Drawing inspiration from Japanese fabrics decorated with the rising sun motif, the Obi necklace pays tribute to the culture of Japan, an inspiring land cherished by the Maison for more than a century. A rare ensemble composed of eight cabochon-cut emeralds, including a 12.53-carat specimen from Zambia, provides the starting point. The gemstones become the heart of the radiant motifs, linked together. The roundness of the cabochons contrasts with the motif’s geometry, which is punctuated by small calibrated rubies. Thanks to the very delicate custom-cut onyx inserts, the angles are marked, volumes accentuated, and the entire necklace gains depth. Green, red, and black: a signature chromatic harmony for Cartier, which since the beginning of the 20th century has dared to create unprecedented combinations. The colour black represents a new
modern entry into the Cartier universe, and is now emblematic of its style. In keeping with Cartier’s tradition of transformable pieces, the pendant motif detaches to be worn as a brooch.

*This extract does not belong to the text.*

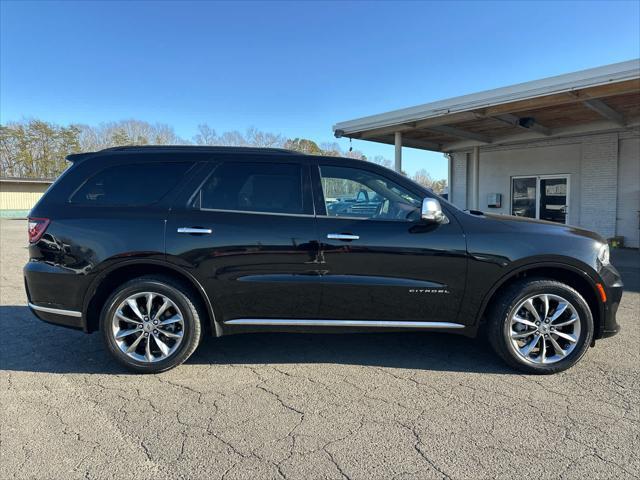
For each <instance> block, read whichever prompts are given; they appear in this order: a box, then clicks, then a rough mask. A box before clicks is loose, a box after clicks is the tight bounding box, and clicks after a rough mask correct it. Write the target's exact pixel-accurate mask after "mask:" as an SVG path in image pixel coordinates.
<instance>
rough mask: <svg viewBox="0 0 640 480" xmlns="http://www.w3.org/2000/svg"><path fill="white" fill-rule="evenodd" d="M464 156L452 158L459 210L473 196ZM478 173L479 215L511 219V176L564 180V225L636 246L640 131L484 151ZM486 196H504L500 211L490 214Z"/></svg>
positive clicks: (577, 137)
mask: <svg viewBox="0 0 640 480" xmlns="http://www.w3.org/2000/svg"><path fill="white" fill-rule="evenodd" d="M468 154H469V152H466V151H464V152H463V151H461V152H454V153H453V154H452V158H453V172H452V174H453V182H452V183H453V185H452V189H451V191H452V192H453V197H452V200H453V203H455V204H456V205H458V206H459V207H461V208H467V196H468V192H469V191H470V190H471V189H470V188H469V186H468V184H467V183H468V181H469V180H470V178H469V175H468V171H467V170H468V162H467V157H468ZM479 170H480V172H479V174H480V181H479V184H480V188H479V205H478V207H479V209H480V210H483V211H486V212H492V213H502V214H506V215H508V214H510V209H511V178H512V177H514V176H528V175H530V176H540V175H568V176H569V211H568V216H567V223H568V224H570V225H577V226H580V227H583V228H587V229H589V230H594V231H596V232H598V233H600V234H601V235H602V236H604V237H605V238H609V237H613V236H614V235H620V236H623V237H624V239H625V245H626V246H629V247H634V248H638V246H639V239H638V236H639V230H638V220H639V219H638V215H639V213H638V211H639V210H640V129H637V128H636V129H632V130H626V131H620V132H612V133H604V134H592V135H584V136H581V137H570V138H558V139H541V140H538V141H532V142H528V143H523V144H520V145H509V146H495V147H494V146H487V147H482V148H481V150H480V169H479ZM489 193H501V194H502V207H501V208H488V205H487V195H488V194H489Z"/></svg>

“Always striving to enchant the senses, we transcribe the richness of cultures, landscapes, fauna, and flora with a contemporary outlook. Each collection represents an opportunity to reveal a new and distinctive aspect of the Cartier style, a unique multifaceted style.” “Seeing a stone for the first time is a magical experience charged with emotions that transport and guide the creation from naturalism to abstraction, constantly pushing the limits of creativity and savoir-faire. The Maison’s savoir-faire is a permanent dialogue between creation and technique. The jeweller’s virtuosity makes it possible to hide the shaping and cutting process, in order to highlight the aesthetics and the stones.”